When Guzmán was arrested in February of 2014 there was speculation that Zambada would make a play to take over the entire cartel, and that that would lead the cartel to self-destruct due to infighting. That, however, did not come close to happening.

Experts suggest that Zambada's role in the cartel is more of a partner than an underling to Guzmán, and that El Chapo was still very much in contact with his former associates while imprisoned – as evidenced by the elaborate tunnel through which he escaped.

"Even though physically removed [Guzmán] retained a leadership role through consistent communication while in prison, down to planning his escape," Shannon O'Neil, a senior fellow at the Council of Foreign Relations, told FNL in an email.

Unlike other cartels who have employed a similar model – the Zetas, for example – Sinaloa has been able to run its organization with less internal disruptions given that they have focused exclusively on drug trafficking and have remained profitable in that enterprise, experts say.

"They give the people in charge of each corridor a lot of leeway," Adam Isacson, senior associate at the Washington Office on Latin America, told FNL. "It's run like a franchise, where everyone gets a lot of autonomy."

As a rule, the Sinaoloa Cartel has had less violent internal workings than other cartels, but it is by no means peaceable. It has waged bloody wars against the Tijuana and Juárez cartels for control of border towns and supply corridors. 

But once victorious, the cartel generally cuts back on the violence. Unlike the Zetas and the Knights Templar, the Sinaloa Cartel prefer to pay off local officials rather than intimidate them – a method that has worked well to keep Mexican authorities out of the cartel's business. And the money has led to less heat from authorities and, as well, something like good will among the general population.

The Sinaloa Cartel is widely considered the wealthiest criminal organization in Mexico, and Guzmán and Co. have used that wealth to buy influence throughout the country's institutions, leading to widespread speculation that the government treats the group with kid gloves. 

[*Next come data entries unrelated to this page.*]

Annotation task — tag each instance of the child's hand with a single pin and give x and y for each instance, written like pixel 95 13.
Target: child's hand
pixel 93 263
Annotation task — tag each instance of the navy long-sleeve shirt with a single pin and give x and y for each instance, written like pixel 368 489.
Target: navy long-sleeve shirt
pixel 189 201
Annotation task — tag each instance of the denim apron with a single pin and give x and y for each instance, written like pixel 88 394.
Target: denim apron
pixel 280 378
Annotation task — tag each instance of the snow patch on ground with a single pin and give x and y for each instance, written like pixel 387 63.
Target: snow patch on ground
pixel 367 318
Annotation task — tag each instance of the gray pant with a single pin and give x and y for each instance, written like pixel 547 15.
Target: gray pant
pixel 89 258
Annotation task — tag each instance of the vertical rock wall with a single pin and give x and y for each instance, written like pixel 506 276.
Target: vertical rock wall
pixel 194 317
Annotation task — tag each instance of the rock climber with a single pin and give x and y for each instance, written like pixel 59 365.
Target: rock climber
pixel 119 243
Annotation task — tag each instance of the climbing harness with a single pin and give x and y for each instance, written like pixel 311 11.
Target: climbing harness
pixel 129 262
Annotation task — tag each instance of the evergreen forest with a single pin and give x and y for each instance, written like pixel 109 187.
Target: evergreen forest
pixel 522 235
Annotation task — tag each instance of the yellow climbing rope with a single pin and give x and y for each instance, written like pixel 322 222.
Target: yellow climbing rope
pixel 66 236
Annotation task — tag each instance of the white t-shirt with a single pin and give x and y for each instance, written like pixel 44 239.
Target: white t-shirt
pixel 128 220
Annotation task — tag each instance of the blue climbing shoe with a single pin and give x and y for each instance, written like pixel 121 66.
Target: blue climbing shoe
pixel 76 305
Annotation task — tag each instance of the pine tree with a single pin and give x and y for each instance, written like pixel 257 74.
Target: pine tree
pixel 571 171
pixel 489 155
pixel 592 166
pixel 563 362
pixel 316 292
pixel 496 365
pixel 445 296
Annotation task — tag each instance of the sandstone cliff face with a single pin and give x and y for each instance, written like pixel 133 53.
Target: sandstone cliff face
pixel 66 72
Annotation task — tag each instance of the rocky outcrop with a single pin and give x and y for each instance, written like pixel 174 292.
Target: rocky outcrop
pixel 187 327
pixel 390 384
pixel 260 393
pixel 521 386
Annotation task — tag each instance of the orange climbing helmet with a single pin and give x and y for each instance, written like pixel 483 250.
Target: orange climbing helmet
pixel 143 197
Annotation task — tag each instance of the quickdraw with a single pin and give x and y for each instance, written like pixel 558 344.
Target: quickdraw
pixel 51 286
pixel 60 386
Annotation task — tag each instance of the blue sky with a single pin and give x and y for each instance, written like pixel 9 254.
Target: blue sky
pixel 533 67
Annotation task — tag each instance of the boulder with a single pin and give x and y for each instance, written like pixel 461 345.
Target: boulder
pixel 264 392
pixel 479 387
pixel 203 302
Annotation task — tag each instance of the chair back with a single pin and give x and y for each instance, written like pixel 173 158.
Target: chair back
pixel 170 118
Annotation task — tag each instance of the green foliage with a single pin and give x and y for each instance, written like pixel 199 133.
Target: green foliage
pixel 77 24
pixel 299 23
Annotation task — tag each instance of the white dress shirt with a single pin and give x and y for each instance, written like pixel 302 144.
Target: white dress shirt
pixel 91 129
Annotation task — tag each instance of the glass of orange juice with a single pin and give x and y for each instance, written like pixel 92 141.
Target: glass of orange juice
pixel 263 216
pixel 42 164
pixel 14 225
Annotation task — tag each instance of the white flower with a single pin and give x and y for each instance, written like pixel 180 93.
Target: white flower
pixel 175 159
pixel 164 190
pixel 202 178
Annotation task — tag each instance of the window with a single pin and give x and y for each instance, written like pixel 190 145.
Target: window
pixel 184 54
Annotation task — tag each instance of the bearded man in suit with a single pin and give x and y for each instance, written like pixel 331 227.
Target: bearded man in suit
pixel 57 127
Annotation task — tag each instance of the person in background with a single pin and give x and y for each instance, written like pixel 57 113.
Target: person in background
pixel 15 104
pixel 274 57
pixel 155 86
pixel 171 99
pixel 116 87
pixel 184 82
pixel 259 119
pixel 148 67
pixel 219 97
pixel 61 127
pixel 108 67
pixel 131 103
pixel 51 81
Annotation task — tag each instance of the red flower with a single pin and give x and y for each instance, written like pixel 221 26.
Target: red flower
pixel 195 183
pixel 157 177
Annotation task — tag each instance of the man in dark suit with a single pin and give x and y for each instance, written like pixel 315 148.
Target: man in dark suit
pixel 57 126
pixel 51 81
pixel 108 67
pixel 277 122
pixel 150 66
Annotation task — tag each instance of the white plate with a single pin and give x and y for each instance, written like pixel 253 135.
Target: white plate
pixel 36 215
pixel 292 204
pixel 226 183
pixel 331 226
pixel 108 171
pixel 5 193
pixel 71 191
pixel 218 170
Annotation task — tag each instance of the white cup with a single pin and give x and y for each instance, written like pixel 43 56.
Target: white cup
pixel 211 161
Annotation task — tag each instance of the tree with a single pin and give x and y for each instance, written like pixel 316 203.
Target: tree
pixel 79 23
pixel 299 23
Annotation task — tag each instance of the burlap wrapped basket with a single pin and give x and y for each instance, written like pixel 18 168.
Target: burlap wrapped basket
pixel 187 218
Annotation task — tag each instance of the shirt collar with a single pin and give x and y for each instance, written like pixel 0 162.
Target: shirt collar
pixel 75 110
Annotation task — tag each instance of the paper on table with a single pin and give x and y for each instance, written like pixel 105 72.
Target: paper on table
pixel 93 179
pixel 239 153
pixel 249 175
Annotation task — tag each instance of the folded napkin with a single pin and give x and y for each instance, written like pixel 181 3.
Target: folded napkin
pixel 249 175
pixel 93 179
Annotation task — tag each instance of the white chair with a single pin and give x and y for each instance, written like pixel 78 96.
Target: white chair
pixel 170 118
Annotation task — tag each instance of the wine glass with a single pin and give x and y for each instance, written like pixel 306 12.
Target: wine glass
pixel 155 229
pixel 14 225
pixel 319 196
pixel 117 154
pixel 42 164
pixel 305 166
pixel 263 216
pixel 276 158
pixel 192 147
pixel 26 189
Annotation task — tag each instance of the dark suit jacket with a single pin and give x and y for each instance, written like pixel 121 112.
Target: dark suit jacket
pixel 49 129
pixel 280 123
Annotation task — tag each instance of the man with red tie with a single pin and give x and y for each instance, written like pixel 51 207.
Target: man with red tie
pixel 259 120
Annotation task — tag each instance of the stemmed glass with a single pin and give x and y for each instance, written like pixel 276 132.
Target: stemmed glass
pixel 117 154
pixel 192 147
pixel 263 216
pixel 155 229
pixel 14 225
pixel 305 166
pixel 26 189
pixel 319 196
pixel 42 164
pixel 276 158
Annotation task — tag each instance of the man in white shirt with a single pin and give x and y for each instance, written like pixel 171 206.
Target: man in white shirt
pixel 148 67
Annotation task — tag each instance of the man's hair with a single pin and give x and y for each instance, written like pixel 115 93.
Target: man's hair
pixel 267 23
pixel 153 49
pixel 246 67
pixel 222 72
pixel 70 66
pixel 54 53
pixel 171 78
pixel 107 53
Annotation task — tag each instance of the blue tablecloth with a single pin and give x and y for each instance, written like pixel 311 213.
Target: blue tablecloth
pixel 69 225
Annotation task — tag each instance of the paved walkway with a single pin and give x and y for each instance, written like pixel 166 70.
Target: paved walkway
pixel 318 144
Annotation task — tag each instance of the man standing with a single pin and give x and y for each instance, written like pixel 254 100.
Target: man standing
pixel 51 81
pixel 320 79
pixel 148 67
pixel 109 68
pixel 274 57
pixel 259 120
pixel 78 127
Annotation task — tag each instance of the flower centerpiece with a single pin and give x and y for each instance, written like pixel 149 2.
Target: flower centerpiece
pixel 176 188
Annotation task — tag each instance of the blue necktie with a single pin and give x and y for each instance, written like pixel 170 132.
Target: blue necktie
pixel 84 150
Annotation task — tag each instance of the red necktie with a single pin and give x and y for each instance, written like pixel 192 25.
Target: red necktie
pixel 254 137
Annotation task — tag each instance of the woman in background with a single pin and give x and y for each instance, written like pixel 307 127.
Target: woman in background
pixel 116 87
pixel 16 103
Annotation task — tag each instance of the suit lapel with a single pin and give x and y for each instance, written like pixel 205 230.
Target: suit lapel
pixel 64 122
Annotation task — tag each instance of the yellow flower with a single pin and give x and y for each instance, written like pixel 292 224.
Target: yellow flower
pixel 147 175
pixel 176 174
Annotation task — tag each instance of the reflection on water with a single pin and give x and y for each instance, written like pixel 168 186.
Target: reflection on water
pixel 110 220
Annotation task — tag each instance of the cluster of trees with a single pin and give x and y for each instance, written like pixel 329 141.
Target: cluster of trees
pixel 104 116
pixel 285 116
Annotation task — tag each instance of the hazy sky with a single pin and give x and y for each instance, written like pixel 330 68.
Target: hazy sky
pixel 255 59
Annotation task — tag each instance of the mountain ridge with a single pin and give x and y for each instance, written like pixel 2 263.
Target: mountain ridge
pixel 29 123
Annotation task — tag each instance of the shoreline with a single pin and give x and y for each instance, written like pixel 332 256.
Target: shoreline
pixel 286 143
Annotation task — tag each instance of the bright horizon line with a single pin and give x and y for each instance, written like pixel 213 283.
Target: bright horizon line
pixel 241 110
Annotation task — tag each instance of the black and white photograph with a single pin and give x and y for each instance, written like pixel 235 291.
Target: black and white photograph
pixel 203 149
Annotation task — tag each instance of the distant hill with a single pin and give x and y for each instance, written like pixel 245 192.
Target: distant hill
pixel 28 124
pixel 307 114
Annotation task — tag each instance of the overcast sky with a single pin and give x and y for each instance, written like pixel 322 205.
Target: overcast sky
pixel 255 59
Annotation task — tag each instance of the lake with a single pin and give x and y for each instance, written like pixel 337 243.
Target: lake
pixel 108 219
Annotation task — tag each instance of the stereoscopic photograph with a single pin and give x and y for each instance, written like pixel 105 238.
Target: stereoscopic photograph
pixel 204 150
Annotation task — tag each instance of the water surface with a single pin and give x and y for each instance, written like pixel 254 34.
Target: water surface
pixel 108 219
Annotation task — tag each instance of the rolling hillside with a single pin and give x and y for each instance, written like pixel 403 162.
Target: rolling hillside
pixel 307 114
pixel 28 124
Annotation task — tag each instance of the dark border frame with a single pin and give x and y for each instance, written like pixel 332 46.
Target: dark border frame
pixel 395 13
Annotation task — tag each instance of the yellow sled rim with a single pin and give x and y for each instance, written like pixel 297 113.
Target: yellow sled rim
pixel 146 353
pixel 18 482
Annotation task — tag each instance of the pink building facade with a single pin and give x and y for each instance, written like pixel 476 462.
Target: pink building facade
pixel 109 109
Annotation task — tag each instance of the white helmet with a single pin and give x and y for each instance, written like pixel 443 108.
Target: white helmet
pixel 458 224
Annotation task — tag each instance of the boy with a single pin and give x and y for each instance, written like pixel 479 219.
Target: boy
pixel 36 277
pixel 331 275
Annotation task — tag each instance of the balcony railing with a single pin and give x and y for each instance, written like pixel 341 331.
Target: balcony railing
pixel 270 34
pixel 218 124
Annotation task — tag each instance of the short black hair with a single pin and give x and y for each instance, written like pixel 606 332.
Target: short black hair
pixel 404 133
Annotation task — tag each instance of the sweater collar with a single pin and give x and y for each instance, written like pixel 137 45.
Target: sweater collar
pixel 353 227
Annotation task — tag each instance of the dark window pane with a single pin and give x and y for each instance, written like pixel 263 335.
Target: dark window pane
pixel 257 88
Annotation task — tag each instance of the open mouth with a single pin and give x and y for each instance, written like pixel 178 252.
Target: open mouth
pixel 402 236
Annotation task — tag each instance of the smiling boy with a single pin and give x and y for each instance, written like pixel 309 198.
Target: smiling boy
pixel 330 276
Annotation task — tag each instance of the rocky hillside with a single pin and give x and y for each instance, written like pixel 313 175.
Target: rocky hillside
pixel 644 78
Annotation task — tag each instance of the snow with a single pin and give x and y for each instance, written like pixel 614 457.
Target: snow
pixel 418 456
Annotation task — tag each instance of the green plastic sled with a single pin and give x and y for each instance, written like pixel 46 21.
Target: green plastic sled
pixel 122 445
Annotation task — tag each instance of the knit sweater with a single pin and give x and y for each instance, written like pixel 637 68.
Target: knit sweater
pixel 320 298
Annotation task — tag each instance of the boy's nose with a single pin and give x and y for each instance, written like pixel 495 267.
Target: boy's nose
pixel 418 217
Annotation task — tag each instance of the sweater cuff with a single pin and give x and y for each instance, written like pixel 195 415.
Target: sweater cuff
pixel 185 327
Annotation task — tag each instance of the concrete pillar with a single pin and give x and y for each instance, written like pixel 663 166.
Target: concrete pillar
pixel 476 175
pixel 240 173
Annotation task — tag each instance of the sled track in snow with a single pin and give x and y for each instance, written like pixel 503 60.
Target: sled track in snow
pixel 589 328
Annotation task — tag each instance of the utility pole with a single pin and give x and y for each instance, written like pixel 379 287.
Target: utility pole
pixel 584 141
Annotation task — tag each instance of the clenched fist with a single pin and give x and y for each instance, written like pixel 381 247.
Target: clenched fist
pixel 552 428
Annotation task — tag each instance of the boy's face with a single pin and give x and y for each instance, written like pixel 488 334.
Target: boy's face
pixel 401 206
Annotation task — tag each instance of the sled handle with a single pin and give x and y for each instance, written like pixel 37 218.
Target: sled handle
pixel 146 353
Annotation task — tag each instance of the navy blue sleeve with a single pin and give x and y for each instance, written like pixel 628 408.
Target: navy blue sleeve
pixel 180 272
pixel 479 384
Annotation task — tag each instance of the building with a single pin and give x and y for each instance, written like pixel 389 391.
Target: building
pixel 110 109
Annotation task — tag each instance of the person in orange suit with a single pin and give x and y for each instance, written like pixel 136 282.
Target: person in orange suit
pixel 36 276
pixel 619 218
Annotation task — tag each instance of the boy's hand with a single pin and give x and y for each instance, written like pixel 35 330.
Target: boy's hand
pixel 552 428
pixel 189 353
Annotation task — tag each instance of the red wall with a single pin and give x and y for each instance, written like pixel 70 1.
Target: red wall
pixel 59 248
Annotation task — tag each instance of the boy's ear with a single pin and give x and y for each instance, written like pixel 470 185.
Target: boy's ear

"It's like the term ‘plata y plomo' or ‘silver and lead,'" Wilson said. "The Sinaloa Cartel focuses more on the silver, while the Zetas focused more on the lead, and that's part of the reason why the Mexican government went after the Zetas."

Guzmán's organization has also employed this tactic in dealing with cartels they have conquered, particularly the Tijuana and Juárez organizations, which they allowed to operate on their old turf as long as they pay tribute or act as intermediaries for the Sinaloa Cartel. This largesse not only keeps money flowing into the cartel, it also helps keep a steady supply of drugs coming into the U.S.

"This ‘Pax Mafioso' is a very desirable thing to Mexican politicians and traffickers alike," Isacson said. "There has been a lot of talk about Tijuana and Juárez being much safer, but ask Border Patrol agents and they'll tell you that as many, if not more, drugs are coming across the border in those locations."

There isn't much reason to expect any of this to change any time soon.

"The Sinaloa cartel has always had a relentless focus on the bottom line and the bottom line is good in the drug business," Wilson said.